Wednesday, February 11, 2009

septuagesima sunday: out of the wilderness into the arena


septuagesima may not be a term familiar to you, but it is a term which has come back to me this year as a special gift. i had been wanting to revisit ezekiel, so since ephiphany i have been following the 1943 american episcopal lectionary, which provides readings from ezekiel for the first four weeks after that feast.

that lectionary also includes septuagesima sunday, which the newer, post-vatican ii lectionaries have abandoned. in 568, the lombards began to threaten italy, and john iii, bishop of rome, appointed three pre-lenten sundays for supplication against the impending peril. the first, which was celebrated at the church of st. laurence outside the walls, was (only approximately) 70 days before easter, hence the term septuagesima.

we of course begin the post-epiphany season reading about jesus' baptism in the jordan by john the forerunner, and "immediately the spirit driveth him into the wilderness." (mark 1:12) for the past three years i have been in the wilderness, driven by the spirit to seek answers to questions that keep me awake long into the night.

the first reading for matins of septuagesima is the beginning of the book of joshua. joshua (jesus in greek) leads israel through the jordan so they can begin the struggle for the promised land. i am grateful that although i fall short of our lord, who came to understand his mission in forty days, that by his grace it has not taken me longer than forty years.

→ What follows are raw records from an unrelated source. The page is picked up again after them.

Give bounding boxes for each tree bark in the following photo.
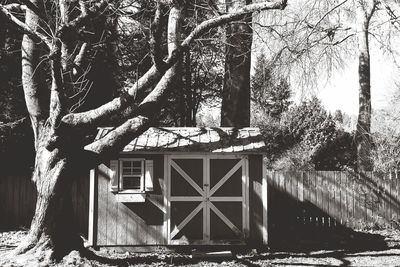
[355,0,375,172]
[0,0,286,265]
[21,0,48,147]
[13,127,83,265]
[221,0,253,127]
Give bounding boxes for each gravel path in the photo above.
[0,230,400,267]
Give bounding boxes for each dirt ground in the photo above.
[0,230,400,267]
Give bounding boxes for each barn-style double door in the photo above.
[166,155,249,245]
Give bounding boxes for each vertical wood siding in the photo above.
[95,155,166,246]
[267,171,400,232]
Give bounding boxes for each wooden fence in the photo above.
[0,171,400,243]
[268,171,400,232]
[0,174,89,235]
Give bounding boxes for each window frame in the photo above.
[118,158,145,193]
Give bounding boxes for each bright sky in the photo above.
[318,51,400,115]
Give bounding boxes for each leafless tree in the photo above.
[0,0,287,265]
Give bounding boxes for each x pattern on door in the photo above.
[167,156,248,244]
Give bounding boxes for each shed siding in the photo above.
[94,153,263,246]
[95,155,165,246]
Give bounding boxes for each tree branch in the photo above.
[62,0,287,130]
[150,3,166,72]
[0,5,51,49]
[57,0,109,41]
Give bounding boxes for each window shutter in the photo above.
[109,160,118,192]
[144,160,154,191]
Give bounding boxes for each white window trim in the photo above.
[118,158,145,193]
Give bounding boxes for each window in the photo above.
[108,158,154,198]
[119,159,144,192]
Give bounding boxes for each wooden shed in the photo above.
[89,127,268,249]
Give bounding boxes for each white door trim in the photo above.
[164,154,249,245]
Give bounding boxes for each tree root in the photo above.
[0,231,85,267]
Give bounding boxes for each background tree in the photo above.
[251,54,291,119]
[0,0,286,265]
[221,0,253,127]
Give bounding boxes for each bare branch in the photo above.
[20,0,46,20]
[150,3,166,72]
[3,3,26,12]
[62,0,287,130]
[57,0,109,41]
[0,5,52,49]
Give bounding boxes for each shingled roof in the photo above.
[96,127,265,153]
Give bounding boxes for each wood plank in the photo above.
[261,166,272,244]
[12,175,20,227]
[328,171,336,227]
[96,168,108,245]
[321,172,329,227]
[340,173,346,226]
[394,171,400,224]
[335,171,342,226]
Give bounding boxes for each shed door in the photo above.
[166,156,248,245]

the gospel for septuagesima is jesus' story of how "the kingdom of heaven is like unto a man that is an householder, which went out early in the morning to hire laborers into his vineyard." he hired other laborers also throughout the day. "and when they came that were hired about the eleventh hours, they received every man a penny."

thanks be to god for this good news. there is still a bit of time for me to work. the good man of the house says, "i will give unto this last . . . ." (matthew 20:1ff)i can still pray with psalm 39 "lord, let me know mine end, and the number of my days."

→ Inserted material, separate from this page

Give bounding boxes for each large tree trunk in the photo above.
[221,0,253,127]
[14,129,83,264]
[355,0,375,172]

but there is more in this day's wonderful propers: psalm 40, with its claim, "i waited patiently for the lord, and he inclined unto me, and heard my calling"--not that i have always been so patient as i should be. but in some ways the best is the encouragement from the blessed apostle: ". . . run, that ye may obtain. and every man that striveth for the mastery is temperate in all things. now they do it to obtain a corruptible crown; but we an incorruptible.

"i therefore so run, not so uncertainly . . . " (i corinthians 9:24ff).